Claire et Emmanuel ont raté leur avion pour Mexico. Non pas qu’ils aient été à en retard. Ils sont juste montés, à deux reprises, dans un appareil qui n’a pas pu décoller. A chaque fois, il s’est trouvé des problèmes techniques pour empêcher le départ. Il y a sans doute de quoi râler, mais je ne peux pas, d’une certaine façon, m’empêcher de trouver cela rassurant. Cela rend au voyage, bizarrement, un peu de dignité. Il faut du temps, où qu’on le prenne, pour arriver. Et le Mexique, ce n’est quand même pas la porte à côté. L’avantage de la mésaventure des parents d’Amélie, c’est que, du coup, ils sont venus dîner à la maison. Ils ont pris une chambre d’hôtel dans la rue. Un taxi viendra les prendre tôt pour un troisième vol. Qui devrait être le bon… Nous avons passé la soirée à parler d’Alphonse Daudet, de leur jardin et du nôtre, de la liberté de la presse et du pouvoir des banques. D’histoires de famille aussi auxquelles je ne comprends toujours rien. Ils vont passer trois semaines avec Marcus, Virginie et les trois petites. Notre visite à nous remonte à l’été dernier.

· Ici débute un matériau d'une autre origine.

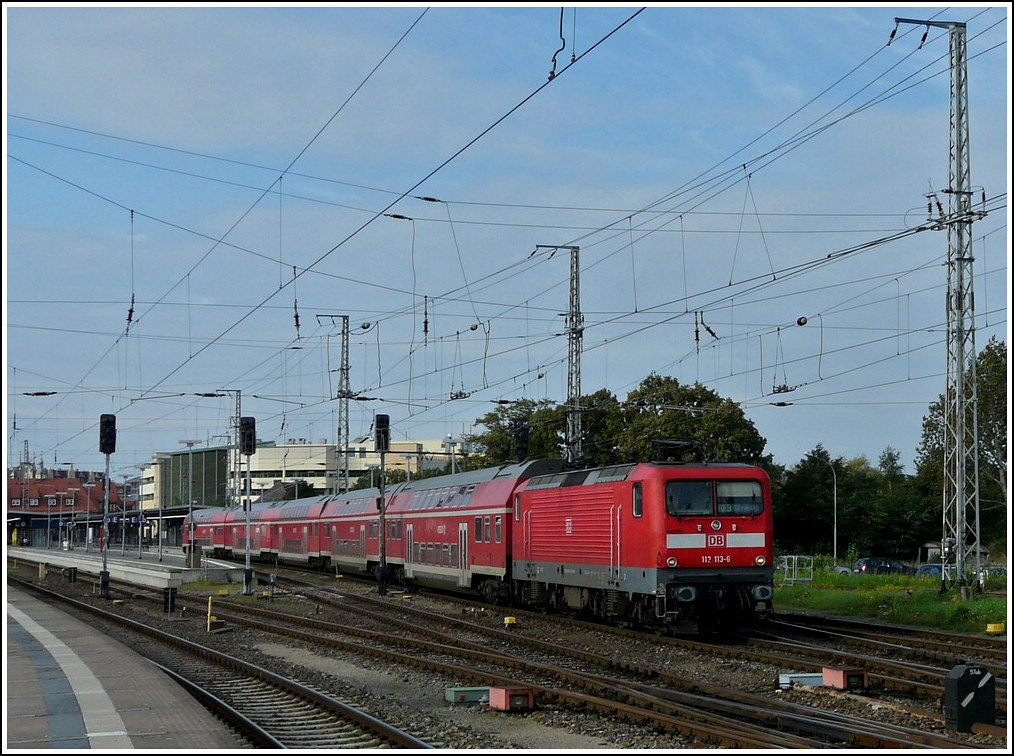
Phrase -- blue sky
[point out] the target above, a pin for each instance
(726, 173)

J’ai une drôle de relation à ces trajets d’un continent à l’autre qui semblent pourtant si familiers à la plupart de gens. Ces heures passées au dessus de l’océan ne me sont jamais banales. Je l’ai éprouvé à chaque reportage, à chaque déplacement. Je me refuse à dormir. Je ne veux pas tirer le volet du hublot. Je divague doucement. Je pense à mon grand-père Francois maître charpentier dans l’escadre de l’amiral Courbet, à mon père jeune officier et à ses postes perdus des années trente en Indochine, à ma mère découvrant Saïgon à vingt-huit ans. J'imagine leurs regards d'alors. Leur émerveillement timide ne cesse de m’accompagner.